This week Mayor Olivia Chow of Toronto promised she will put more controls on the city’s ruinously expensive plan to co-host the FIFA World Cup. Too late, too late.
Way back in 2018, Toronto struck a deal with the soccer federation that laid out everything the city must do to earn the honour of hosting five (now six) matches of the beautiful game. It is signed, sealed and notarized. In short, FIFA has Toronto over a barrel. If the international soccer barons were paying any attention at all to what Ms. Chow said, they must have been laughing up their monogrammed sleeves.
When FIFA said it would be holding the extravaganza in North America in 2026 and was looking for cities to play host, Toronto was eager as a puppy. For a place that is always striving to show it deserves big-boy pants, this was irresistible.
Here was a chance to be a part of the planet’s most-watched sports event. Here was a chance to welcome the world to Toronto, revealing it to a global audience in all its multicultural glory. Here, too, was a chance to raise the city’s game, improving its sport fields and stadiums parks in readiness for the big event and leaving a rich physical legacy behind.
The great deception: Hosting a major sporting spectacle
The barons saw Toronto’s tongue hanging out and took maximum advantage. In the negotiations that followed, they went through our side like Lionel Messi through a middle-school team. Along with extracting the usual suite of tax concessions, they succeeded in persuading Toronto to cover up messy construction sites that might offend the eyes of visiting fans, hold (and pay for) an outdoor Fan Fest, let World Cup officials and visitors ride on Toronto transit for free, and rename BMO Field, a big downtown stadium, for the duration of the event. Oh, and to keep all of this a deep secret, which it remained until some enterprising reporters secured the details.

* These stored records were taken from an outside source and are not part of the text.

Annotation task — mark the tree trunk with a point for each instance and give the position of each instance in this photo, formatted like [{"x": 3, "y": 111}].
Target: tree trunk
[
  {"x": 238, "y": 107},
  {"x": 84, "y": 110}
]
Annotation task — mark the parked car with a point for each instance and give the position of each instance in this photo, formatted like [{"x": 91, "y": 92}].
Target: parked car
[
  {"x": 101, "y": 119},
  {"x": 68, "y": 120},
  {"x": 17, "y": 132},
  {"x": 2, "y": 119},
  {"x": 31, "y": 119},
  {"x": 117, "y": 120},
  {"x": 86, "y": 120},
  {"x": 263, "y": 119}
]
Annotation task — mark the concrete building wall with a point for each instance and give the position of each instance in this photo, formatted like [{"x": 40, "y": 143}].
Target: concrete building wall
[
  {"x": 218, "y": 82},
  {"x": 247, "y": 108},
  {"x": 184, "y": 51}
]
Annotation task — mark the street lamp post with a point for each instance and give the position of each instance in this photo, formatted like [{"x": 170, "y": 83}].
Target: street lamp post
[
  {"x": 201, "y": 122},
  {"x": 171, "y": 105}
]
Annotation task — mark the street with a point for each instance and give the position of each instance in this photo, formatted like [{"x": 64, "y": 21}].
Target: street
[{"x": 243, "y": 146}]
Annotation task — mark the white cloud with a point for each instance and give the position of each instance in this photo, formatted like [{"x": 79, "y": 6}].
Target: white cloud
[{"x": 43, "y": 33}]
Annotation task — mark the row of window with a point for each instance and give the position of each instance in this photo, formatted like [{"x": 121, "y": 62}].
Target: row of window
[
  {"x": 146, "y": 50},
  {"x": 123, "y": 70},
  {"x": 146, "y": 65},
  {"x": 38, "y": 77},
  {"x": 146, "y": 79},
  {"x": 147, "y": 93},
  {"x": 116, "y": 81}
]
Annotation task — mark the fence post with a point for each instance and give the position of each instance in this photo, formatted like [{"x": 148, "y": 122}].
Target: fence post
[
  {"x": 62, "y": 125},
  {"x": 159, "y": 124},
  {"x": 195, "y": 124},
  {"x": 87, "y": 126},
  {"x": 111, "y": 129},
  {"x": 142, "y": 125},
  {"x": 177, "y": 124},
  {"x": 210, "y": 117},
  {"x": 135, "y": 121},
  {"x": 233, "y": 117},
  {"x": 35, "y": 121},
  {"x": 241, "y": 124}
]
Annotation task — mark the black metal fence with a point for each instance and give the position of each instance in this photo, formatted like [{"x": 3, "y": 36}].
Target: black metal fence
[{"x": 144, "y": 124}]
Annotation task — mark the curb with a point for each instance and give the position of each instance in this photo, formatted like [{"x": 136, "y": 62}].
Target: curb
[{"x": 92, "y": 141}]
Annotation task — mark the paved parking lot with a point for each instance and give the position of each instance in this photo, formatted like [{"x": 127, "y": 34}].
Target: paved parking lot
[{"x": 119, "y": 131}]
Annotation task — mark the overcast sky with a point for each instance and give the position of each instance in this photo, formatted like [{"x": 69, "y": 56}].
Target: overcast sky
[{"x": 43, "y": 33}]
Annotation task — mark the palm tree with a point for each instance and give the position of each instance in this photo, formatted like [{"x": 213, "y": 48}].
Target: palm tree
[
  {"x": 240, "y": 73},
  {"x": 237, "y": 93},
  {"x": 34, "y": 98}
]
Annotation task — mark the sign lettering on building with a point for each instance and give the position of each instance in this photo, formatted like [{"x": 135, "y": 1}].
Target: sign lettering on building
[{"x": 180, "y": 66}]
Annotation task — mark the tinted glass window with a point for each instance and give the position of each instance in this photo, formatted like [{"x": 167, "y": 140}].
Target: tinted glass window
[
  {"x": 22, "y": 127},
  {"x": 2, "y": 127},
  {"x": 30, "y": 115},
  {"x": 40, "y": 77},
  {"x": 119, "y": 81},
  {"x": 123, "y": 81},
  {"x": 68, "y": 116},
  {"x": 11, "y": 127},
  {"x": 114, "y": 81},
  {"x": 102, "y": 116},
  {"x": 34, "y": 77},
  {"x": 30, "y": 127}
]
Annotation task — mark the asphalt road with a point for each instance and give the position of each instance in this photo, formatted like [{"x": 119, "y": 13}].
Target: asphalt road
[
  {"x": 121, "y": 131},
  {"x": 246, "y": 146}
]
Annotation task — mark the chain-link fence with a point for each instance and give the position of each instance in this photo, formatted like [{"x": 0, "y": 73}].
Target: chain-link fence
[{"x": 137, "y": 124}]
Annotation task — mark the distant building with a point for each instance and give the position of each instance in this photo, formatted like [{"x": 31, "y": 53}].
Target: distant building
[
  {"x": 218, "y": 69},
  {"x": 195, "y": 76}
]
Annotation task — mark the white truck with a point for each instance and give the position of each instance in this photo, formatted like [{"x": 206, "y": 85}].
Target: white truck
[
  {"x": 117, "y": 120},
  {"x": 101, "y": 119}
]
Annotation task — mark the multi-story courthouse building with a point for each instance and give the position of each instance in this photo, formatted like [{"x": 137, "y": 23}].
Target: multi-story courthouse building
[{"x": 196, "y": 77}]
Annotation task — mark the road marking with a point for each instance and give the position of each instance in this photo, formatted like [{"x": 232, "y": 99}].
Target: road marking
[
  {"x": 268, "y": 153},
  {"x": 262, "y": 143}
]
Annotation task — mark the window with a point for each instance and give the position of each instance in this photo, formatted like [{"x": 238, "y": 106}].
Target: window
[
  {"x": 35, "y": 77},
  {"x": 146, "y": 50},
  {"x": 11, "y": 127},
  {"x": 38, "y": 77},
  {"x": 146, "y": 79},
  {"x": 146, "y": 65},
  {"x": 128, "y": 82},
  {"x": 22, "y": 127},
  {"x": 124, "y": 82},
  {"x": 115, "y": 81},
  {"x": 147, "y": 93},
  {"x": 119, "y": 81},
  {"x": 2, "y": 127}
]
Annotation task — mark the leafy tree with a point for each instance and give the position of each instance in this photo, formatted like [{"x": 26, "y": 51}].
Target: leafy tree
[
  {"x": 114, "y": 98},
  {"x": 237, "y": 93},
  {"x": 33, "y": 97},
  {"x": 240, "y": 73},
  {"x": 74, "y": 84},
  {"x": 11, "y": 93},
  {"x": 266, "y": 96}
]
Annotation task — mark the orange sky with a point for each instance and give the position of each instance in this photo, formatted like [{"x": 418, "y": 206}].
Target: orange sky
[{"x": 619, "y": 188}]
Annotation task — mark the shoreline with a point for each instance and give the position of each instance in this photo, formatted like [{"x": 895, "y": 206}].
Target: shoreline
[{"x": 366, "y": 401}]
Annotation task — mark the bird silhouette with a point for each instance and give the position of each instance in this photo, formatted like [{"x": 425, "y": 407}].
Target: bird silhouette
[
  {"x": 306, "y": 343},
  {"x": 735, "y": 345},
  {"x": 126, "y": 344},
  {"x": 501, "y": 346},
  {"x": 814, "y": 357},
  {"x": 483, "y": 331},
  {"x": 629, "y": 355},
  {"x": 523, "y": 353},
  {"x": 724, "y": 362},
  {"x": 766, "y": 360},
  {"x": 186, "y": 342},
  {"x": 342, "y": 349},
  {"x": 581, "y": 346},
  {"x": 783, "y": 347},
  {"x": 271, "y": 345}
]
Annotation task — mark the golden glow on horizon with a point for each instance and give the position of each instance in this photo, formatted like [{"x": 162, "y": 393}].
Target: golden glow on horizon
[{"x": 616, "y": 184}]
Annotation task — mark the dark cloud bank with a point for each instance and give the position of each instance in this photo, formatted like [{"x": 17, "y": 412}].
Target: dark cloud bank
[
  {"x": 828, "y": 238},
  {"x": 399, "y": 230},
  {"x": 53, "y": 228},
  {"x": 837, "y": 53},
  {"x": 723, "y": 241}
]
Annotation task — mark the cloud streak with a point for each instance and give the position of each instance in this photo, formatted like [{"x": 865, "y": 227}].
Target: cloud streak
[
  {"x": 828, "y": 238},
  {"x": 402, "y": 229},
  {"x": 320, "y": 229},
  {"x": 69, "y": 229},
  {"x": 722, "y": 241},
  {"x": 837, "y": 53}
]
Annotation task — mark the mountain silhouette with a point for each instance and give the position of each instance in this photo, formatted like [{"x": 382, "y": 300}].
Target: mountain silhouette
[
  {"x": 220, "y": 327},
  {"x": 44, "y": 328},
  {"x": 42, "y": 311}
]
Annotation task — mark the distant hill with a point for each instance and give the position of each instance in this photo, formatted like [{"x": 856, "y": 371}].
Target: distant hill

In the meantime, the cost of the event has soared from around $45-million to $380-million, a staggering increase even by the standards of the sports world. Jean Drapeau himself would gasp.
Ms. Chow said that if she had been in charge when the deal was being made she would not have signed without at least getting the federal and provincial governments to agree to contribute in advance to the cost. She would have made the details public once she took office, too.
“However,” she told council on Wednesday, “I am saddled with what we have now.” Too true. And so is the city.
Her answer is to appoint a quite-bewildering number of committees and subcommittees to make sure Toronto’s hosting plans stay on track and on budget. A “champions table” will drum up funds from donors, a “forever committee” will promote the event and make sure its benefits last. A budget group will review spending. A former city budget chief, David Soknacki, will act as the mayor’s FIFA envoy, making sure that everything is “open, transparent and accountable.”
None of it is likely to make a lick of difference. There is little Toronto can do to improve its bargain with the barons. Making a fuss now, with the event only a couple of years off, would only come across as griping after the buzzer. The boosterism, flag-waving and rah-rah-ing that is the nature of such things is already building.
Rather than complain about the raw deal Toronto is getting or the undemocratic cone of silence that was clamped over the whole business, councillors lined up on Wednesday to wax on about the wonder of it all. Enjoining his fellow councillors not to be “Monday morning quarterbacks,” Michael Thompson boasted that “this great city is going to be staging one of the world’s largest sporting events.”
Anthony Perruzza chimed in that, once the matches start, “People are going to honk their horns, wave their flags. There is a power to that celebration. We should embrace it and we should go for it.”
Only one, Josh Matlow, went on at length about the “absurd concessions” Toronto made to get six football matches. He called the agreement a classic “own goal.”
But all that will be forgotten now. The World Cup is coming to Toronto. Hurray! Olé! What is $380-million between friends?